Poeta greco (sec. 7º-6º a. C.) di Mitilene, nell'isola di Lesbo. Fu, insieme a Saffo, sua conterranea e contemporanea, il rappresentante della "lirica eolica".
Di famiglia aristocratica, partecipò alle lotte civili che agitarono la sua città; instaurata la tirannide dei Cleanactidi, A., che l'aveva combattuta, fu costretto all'esilio a Pirra, in Lesbo stessa. Quando poi il popolo conferì il sommo potere a Pittaco, A. dovette abbandonare l'isola e fu esule in Egitto e in Tracia, avverso al nuovo tiranno, ch'era stato del suo partito e che egli considerava un traditore. Ma Pittaco, confermato il proprio potere, richiamò i fuorusciti e tra questi anche A., che morì in patria in tarda età.
La poesia di A., che pur conosce gli abbandoni dell'ebbrezza e dell'amore, nasce dalla passione politica, canta le gioie, i dolori, le ansie della battaglia.

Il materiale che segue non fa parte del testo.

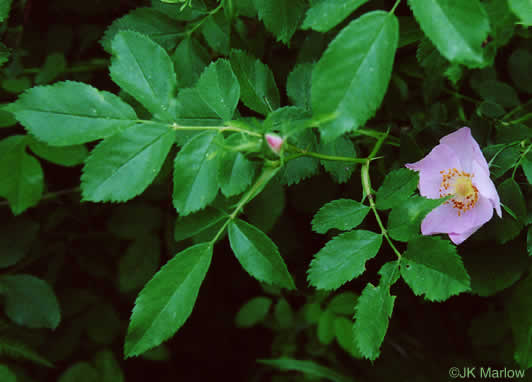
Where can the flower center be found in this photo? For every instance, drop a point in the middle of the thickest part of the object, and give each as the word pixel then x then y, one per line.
pixel 459 184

Intonazione più calma ebbero, probabilmente, gl'inni: in un carme, restituitoci da un noto papiro, appare un tono più intimo di rimpianto e di nostalgia. La lingua di A. è il dialetto eolico di Lesbo: i metri sono quelli, ricchissimi, della poesia eolica, di alcuni dei quali la tradizione lo vuole inventore o perfezionatore (metro alcaico). Le sue poesie furono raccolte dagli Alessandrini in almeno 10 libri, nel primo dei quali dovevano essere riuniti tutti gl'inni; per il resto gli antichi parlano di στασιωτικά "canti politici" e σκόλια "canti conviviali", ma non sembra che i due termini corrispondano a due sezioni distinte della raccolta. Alla poesia di A. s'ispirò Orazio, che ne fu grande ammiratore. Restano circa 150 frammenti.